SELECT production_countries, COUNT(*)
FROM titles
GROUP BY production_countries
ORDER BY COUNT(*) DESC
LIMIT 10;Result:
The United States leads by a wide margin with 4,810 titles, followed by India with 1,048 and the UK with 667. This makes sense given Amazon's roots, but the strong showing from India is notable and lines up with what we saw in the top IMDB scores. Like genres, production countries are also stored as lists in this dataset, which is another noted data limitation.
SELECT name, COUNT(*) as appearances
FROM credits
WHERE role = 'ACTOR'
GROUP BY name
ORDER BY appearances DESC
LIMIT 10;Result:
George 'Gabby' Hayes leads with 49 appearances, followed by Roy Rogers at 45 and Bess Flowers at 44. The fact that the top actors are all classic Hollywood era names tells you something interesting about Amazon Prime's catalog. They clearly have a deep library of older films, particularly westerns from the 1930s and 1940s.

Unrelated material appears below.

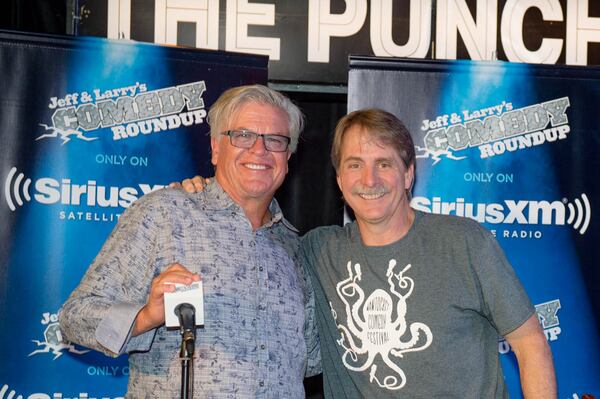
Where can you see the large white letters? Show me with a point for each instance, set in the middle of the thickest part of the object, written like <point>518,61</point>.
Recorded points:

SELECT name, ROUND(AVG(t.imdb_score), 2) as avg_score, COUNT(*) as titles
FROM credits c
JOIN titles t ON c.id = t.id
WHERE c.role = 'DIRECTOR'
AND t.imdb_score IS NOT NULL
GROUP BY name
HAVING COUNT(*) >= 2
ORDER BY avg_score DESC
LIMIT 10;Result:
Jeethu Joseph tops the list with an average IMDB score of 8.5 across 2 titles. Seeing James Cameron in the top 10 helps validate that the metric is working correctly. The minimum of 2 titles requirement was important here to make sure the results reflect consistent quality rather than just one great film inflating a director's average.
SELECT CONCAT(FLOOR(release_year / 10) * 10, 's') AS decade,
COUNT(*) AS count
FROM titles
GROUP BY decade
ORDER BY decade;Result:
Amazon Prime's catalog goes all the way back to the 1910s which was surprising. Content volume stays relatively modest through most of the 20th century before taking off in the 2000s. The 2010s saw a massive spike with 4,315 titles, which lines up with the global streaming boom and Amazon aggressively building out their library during that period.

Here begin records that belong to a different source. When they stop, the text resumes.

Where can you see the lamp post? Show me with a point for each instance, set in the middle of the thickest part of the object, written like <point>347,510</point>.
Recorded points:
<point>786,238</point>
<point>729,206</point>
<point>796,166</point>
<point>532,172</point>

SELECT age_certification, ROUND(AVG(imdb_score), 2) as avg_score, COUNT(*) as titles
FROM titles
WHERE age_certification IS NOT NULL
AND imdb_score IS NOT NULL
GROUP BY age_certification
ORDER BY avg_score DESC;Result:
TV-PG content scores the highest on average at 7.43, with TV-MA close behind at 7.37. R-rated movies actually score the lowest among all certified content at 5.67. This pattern suggests that TV content across the board tends to be better received than movies, which ties back to what we found in question 2.

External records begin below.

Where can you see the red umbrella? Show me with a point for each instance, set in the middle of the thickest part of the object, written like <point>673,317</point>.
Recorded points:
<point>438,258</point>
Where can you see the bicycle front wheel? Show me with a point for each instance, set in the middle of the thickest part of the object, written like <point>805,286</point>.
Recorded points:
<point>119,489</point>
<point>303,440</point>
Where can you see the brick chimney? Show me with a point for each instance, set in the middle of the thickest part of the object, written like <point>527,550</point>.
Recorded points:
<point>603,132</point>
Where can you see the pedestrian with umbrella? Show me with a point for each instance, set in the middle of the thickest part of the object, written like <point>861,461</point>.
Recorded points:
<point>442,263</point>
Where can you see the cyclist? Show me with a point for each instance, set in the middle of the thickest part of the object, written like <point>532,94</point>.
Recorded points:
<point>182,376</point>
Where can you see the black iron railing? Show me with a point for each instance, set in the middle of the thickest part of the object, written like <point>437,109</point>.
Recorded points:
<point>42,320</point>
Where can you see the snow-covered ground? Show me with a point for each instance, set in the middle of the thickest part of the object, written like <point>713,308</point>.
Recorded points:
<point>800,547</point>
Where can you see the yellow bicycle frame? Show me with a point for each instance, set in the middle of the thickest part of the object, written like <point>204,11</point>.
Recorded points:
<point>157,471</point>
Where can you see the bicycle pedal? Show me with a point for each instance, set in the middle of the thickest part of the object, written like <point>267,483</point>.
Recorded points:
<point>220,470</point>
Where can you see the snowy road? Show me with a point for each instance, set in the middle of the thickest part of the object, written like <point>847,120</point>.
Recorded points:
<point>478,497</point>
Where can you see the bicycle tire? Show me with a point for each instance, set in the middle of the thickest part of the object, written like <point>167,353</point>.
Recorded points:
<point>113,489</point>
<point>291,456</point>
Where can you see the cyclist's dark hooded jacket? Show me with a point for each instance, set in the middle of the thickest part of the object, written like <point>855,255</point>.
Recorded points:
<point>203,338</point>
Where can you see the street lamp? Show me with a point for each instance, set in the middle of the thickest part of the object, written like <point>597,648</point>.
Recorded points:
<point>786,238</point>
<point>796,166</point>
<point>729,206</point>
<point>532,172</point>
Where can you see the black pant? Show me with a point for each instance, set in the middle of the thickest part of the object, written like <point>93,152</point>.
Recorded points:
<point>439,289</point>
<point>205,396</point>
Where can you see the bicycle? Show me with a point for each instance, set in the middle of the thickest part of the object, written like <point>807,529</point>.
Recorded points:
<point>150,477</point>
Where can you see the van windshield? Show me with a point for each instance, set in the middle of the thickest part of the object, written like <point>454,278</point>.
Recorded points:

This analysis of Amazon Prime Video's content library turned up some genuinely interesting findings. The platform has an extremely wide quality range, from near-perfect 9.9 rated films to titles scoring below 2.0. Shows consistently outperform movies in average IMDB score, pointing to stronger quality in Amazon's TV catalog. The US dominates content volume but India is a strong second, and that shows up in the top IMDB scores as well. The most frequently appearing actors being classic Hollywood names reveals just how deep Amazon's older film catalog runs. Content production exploded in the 2010s, and TV-PG and TV-MA certifications tend to produce the best rated content on the platform overall.